Why does any country criminalise the personal use of cannabis?  The fundamental purpose of the law is to optimise the quality of life in society and justification for drug laws is usually couched in terms of reducing personal and social harms from drug use [e.g. the UK MDAct 1971]. So does criminalising cannabis users reduce harms?  Of course not, especially if we take into account the proven harms that a criminal record brings. Moreover the huge costs of policing and criminalisation are economically damaging.

The MDAct was brought into law in 1971 yet since then cannabis use in the UK has increased 20 times [Rawlins et al 2008] despite heavy sanctions of up to 5 years in prison for possession for personal use, and increasing numbers of convictions to 160,000 per year [Lloyd and McKeganey 2010]. But have cannabis harms increased with the increase in use? The UK government’s figures for hospital admissions for cannabis related illness suggest about a thousand per year [Rawlins et al 2008]. In contrast, alcohol use which has about doubled in the same 40 yr periodis associated with and rising epidemic of harms that lead to over 1million hospital episodes in 2009 [NHS statistics].

There has been much media concern over the increase in schizophrenia that cannabis is supposed to be causing yet this 20-fold increase in use has not been accompanied by an increase in either schizophrenia of psychosis, whereas the 2 fold increase in alcohol intake has lead to death rates from liver disease increasing year on year [Leon and McCambridge 2006 Lancet] so that within a decade, liver deaths will outnumber deaths from heart disease so becoming the biggest killer in the UK .

Given the harms of alcohol are much greater than those of cannabis, why do so many countries persist in the prohibition/criminalisation route for cannabis users? This is particularly relevant because of the growing evidence from a number of countries e.g. The Netherlands [cannabis in coffee shops], Australian states [decriminalisation of cannabis for personal use] and Portugal [abolition of criminal sanctions for personal use of all drugs ] are viable policies that have major public health benefits – and are also more just. The answer is complex reflecting a mixture of ignorance denial and deliberate obfuscation on the part of policy makers. However an important factor is the macho model of politics initiated by the USA/UN “War on Drugs” which deludes many politicians into believing that being “hard” is necessary and a voter-winner, a view they hold even in the face of contradictory public opinion [Nutt 2009].

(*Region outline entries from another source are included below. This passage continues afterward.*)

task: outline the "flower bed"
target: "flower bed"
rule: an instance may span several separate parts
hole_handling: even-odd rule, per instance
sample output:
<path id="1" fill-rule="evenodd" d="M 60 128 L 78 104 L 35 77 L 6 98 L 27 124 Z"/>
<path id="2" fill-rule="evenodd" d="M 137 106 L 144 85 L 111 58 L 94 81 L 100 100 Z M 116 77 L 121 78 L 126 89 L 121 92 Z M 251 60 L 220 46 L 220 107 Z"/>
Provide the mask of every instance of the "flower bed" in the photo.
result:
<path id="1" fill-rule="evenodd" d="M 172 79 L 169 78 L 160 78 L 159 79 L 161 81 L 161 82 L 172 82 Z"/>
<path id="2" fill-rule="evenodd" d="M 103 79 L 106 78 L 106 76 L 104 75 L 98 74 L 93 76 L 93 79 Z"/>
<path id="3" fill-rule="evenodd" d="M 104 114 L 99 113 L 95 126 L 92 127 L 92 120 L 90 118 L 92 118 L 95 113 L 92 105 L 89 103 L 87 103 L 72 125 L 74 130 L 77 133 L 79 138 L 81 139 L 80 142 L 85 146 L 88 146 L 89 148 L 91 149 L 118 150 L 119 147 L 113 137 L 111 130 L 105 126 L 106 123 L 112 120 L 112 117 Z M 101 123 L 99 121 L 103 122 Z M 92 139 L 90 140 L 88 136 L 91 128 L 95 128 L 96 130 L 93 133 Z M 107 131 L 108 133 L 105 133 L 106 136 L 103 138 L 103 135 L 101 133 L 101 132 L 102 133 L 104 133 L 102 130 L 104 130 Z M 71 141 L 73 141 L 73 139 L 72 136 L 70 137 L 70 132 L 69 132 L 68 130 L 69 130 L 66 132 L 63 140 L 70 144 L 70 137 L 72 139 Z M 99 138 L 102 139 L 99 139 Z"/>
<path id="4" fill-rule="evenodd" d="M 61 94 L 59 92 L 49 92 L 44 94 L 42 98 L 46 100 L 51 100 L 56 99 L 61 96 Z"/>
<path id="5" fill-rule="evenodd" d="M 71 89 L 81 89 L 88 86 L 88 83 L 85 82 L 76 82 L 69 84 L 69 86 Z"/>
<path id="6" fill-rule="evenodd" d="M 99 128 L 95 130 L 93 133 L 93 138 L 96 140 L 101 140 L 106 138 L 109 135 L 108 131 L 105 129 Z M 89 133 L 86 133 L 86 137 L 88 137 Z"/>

Sadly, I found this attitude just as prevalent in the New Zealand parliament as in the UK, where in 2009 the then Home Secretary Alan Johnson famously said in the House that he was “big enough, strong enough, bold enough” to sack me for saying cannabis was less harmful than alcohol. We need voters to make it clear to future MPs and political leaders that policies based their desire for political machismo rather than evidence will not be acceptable.